2011-09-13 21:47:37 | 八ッ場ダム騒動
八ッ場ダムの建設計画に関して、コスト面から検証を続けていた国土交通省。
今日になって、その検証結果を公表されたのだが・・・。
・八ツ場ダム案、最高評価 国交省検証(2011年9月13日 asahi.com)
・八ッ場ダム:「検討の場」初会合 流域首長、政府を批判(2011年9月13日 毎日jp)

国交省に公開されてるの会議録をチラ見した限り、結論ありきで議論を進めた感が否めないこの話。
さしあたっては、2011年9月13日分 asahi.com『八ツ場ダム案~』を全文

---- 以下引用 ----
八ツ場(や・ん・ば)ダム(群馬県)の建設の是非を検証してきた国土交通省関東地方整備局は13日、河川改修などを中心とする代替案に比べて、ダム建設が治水や利水で最も効果的とする検証結果をまとめた。
前田武志国交相は同日の閣議後会見で「(早期建設を求める流域の)1都5県の知事たちの意見は重い。有識者の意見も聞き、結論を得たい」と述べ、建設再開の可能性が強まってきた。
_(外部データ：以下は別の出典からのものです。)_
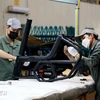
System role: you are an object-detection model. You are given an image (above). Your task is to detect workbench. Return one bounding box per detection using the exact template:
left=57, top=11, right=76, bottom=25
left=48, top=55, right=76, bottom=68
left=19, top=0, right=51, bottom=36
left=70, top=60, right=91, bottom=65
left=0, top=76, right=94, bottom=100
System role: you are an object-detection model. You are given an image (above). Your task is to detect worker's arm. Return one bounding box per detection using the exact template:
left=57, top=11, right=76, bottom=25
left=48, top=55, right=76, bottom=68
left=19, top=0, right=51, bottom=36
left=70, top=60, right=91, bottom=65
left=0, top=50, right=16, bottom=60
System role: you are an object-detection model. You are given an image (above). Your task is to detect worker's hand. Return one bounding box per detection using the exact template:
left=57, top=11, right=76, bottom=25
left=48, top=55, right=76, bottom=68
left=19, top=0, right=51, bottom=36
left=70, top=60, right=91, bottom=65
left=23, top=62, right=30, bottom=66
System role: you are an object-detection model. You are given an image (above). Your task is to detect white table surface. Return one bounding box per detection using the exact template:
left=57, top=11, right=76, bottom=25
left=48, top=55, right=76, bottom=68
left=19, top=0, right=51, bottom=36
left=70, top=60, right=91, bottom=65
left=0, top=76, right=94, bottom=100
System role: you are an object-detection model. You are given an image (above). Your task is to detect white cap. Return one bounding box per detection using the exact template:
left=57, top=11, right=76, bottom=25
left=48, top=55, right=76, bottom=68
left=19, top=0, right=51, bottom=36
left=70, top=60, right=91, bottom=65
left=7, top=18, right=22, bottom=29
left=75, top=29, right=98, bottom=42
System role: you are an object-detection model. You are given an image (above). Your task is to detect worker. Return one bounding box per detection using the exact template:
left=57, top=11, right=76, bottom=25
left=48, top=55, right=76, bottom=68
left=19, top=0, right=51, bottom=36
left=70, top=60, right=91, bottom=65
left=0, top=18, right=21, bottom=81
left=64, top=29, right=100, bottom=100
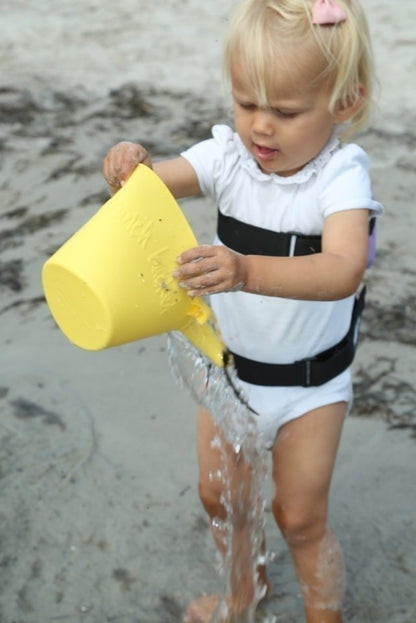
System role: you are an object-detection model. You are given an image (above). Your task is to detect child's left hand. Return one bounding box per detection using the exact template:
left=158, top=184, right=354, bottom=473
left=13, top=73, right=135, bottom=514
left=173, top=245, right=246, bottom=296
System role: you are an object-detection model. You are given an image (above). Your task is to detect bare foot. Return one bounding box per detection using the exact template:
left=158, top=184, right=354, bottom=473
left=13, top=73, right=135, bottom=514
left=183, top=595, right=219, bottom=623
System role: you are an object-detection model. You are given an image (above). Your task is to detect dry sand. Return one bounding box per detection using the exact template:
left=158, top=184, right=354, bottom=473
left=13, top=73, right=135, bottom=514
left=0, top=0, right=416, bottom=623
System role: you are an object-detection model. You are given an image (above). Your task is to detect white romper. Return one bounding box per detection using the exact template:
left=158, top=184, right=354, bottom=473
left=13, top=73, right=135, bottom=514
left=181, top=125, right=382, bottom=447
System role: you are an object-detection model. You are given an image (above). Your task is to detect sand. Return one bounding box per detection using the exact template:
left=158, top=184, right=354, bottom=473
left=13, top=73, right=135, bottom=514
left=0, top=0, right=416, bottom=623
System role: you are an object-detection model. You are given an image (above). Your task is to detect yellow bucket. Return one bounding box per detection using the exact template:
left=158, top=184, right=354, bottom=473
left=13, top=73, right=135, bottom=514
left=42, top=165, right=224, bottom=366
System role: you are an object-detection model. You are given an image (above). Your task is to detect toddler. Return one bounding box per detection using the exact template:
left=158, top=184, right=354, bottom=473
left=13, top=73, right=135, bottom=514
left=103, top=0, right=382, bottom=623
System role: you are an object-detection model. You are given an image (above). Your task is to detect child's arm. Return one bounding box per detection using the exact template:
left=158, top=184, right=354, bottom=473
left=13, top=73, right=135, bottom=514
left=175, top=209, right=368, bottom=301
left=103, top=142, right=201, bottom=199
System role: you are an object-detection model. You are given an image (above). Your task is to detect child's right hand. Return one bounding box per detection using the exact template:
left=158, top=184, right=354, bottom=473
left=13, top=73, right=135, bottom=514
left=103, top=141, right=153, bottom=195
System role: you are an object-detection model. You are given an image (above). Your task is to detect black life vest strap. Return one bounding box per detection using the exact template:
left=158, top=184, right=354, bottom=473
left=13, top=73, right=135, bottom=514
left=217, top=210, right=321, bottom=257
left=217, top=210, right=368, bottom=387
left=230, top=286, right=366, bottom=387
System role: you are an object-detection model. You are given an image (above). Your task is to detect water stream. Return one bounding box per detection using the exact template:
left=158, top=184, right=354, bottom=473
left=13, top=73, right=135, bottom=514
left=168, top=332, right=273, bottom=623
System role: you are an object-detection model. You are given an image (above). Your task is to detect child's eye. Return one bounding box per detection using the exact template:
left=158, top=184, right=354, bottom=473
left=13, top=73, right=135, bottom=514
left=237, top=102, right=256, bottom=110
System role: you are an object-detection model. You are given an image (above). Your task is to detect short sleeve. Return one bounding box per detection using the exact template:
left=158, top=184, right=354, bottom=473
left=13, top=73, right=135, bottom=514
left=318, top=144, right=383, bottom=218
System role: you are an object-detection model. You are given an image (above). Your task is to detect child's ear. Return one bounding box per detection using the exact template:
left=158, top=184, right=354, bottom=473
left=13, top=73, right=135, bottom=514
left=334, top=84, right=365, bottom=123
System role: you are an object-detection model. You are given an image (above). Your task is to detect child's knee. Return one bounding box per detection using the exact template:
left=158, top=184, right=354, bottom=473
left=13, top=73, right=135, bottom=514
left=273, top=499, right=327, bottom=546
left=198, top=479, right=226, bottom=519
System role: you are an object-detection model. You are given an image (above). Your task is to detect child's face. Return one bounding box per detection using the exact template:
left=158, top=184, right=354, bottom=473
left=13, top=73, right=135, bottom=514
left=231, top=65, right=342, bottom=176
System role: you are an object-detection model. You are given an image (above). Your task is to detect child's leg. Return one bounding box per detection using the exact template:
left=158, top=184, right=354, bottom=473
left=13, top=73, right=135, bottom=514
left=185, top=409, right=268, bottom=623
left=273, top=402, right=346, bottom=623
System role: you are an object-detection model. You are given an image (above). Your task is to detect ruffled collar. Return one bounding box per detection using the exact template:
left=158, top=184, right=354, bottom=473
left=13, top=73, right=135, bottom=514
left=234, top=133, right=339, bottom=185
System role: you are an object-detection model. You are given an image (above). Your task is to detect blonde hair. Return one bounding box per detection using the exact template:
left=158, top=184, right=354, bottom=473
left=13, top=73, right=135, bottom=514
left=223, top=0, right=374, bottom=139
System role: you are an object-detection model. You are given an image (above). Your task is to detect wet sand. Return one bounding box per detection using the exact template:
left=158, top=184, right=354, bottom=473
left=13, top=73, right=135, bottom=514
left=0, top=0, right=416, bottom=623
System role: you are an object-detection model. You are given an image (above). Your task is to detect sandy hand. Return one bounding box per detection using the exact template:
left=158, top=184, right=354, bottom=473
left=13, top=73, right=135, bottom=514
left=103, top=141, right=153, bottom=195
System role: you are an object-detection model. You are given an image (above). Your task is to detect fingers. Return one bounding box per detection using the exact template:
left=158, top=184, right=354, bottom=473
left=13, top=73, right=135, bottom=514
left=103, top=142, right=152, bottom=194
left=173, top=245, right=245, bottom=296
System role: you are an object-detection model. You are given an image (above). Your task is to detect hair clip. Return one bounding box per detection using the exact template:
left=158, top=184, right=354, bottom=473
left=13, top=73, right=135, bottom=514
left=312, top=0, right=347, bottom=25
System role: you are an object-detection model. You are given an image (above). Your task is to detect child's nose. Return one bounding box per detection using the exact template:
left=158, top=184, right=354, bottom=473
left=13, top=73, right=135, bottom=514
left=252, top=108, right=275, bottom=136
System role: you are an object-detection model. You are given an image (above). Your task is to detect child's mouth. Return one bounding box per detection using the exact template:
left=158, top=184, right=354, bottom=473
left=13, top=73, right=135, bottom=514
left=254, top=144, right=279, bottom=160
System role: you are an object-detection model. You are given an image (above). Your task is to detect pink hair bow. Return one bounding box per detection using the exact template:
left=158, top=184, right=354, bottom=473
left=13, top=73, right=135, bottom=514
left=312, top=0, right=347, bottom=25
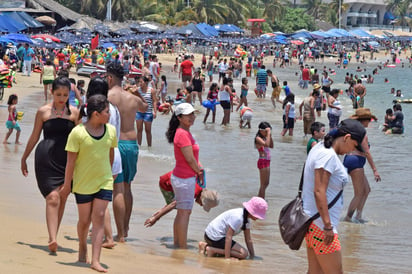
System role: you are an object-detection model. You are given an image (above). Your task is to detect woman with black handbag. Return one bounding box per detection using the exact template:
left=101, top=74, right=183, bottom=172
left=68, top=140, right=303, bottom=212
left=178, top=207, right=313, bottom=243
left=302, top=119, right=366, bottom=274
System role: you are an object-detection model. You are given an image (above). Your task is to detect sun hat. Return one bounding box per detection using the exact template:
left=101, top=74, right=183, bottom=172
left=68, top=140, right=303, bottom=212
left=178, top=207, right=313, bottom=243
left=200, top=188, right=219, bottom=212
left=313, top=83, right=321, bottom=89
left=350, top=108, right=378, bottom=121
left=243, top=197, right=268, bottom=220
left=338, top=118, right=366, bottom=152
left=175, top=103, right=195, bottom=116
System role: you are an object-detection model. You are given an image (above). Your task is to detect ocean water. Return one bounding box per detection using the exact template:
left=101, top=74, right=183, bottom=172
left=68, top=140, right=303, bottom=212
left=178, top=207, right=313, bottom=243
left=4, top=57, right=412, bottom=273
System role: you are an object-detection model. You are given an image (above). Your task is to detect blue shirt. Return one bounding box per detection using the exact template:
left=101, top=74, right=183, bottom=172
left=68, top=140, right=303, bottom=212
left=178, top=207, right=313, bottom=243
left=256, top=69, right=268, bottom=85
left=23, top=48, right=34, bottom=61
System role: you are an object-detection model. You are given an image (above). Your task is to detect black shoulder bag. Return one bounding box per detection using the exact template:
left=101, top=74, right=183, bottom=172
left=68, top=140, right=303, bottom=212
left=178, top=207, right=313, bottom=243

 八ツ場ダムの建設中止は民主党の政権公約の一つで、政権交代直後の2009年9月に当時の前原誠司国交相が本体工事の中止を宣言。
同整備局が昨年10月から八ツ場ダムの必要性の検証を進めてきた。

 検証では、八ツ場ダムを建設した場合と、建設しないで河川改修や土地利用規制などを組み合わせた場合の4案とを比較。
その結果、治水効果を確保するために今後必要とされる経費は、ダム中心の対策だと約8300億円で、他の4案より1300億~1千億円安かった。
利水効果を得るのに必要な経費も約600億円で、1千億~1兆円以上も下回った。
---- 引用以上 ----

実は、某上毛新聞などでは、この検証会議の結果が数日前から掲載されてたのだが・・・。
なんか、この検証会議では、八ッ場ダムの建設後の維持・撤去コストについて安く見積ってる気がする。
特に、撤去については、別のダムを利根川水系のどこかに建設する可能性が高いわけだし。
1都5県の主張の方々は、八ッ場ダムの維持・撤去コストについて何にも考えてないんだろうか・・・?


話を変える。
実は、八ッ場ダム建設予定地の上流で行う予定である吾妻川支流の河川の中和事業計画について国土交通省が色々検証を行っていた。
↓検証結果。
・吾妻川上流総合開発事業(実施計画調査)(2011年7月21日 国土交通省;.pdfファイル)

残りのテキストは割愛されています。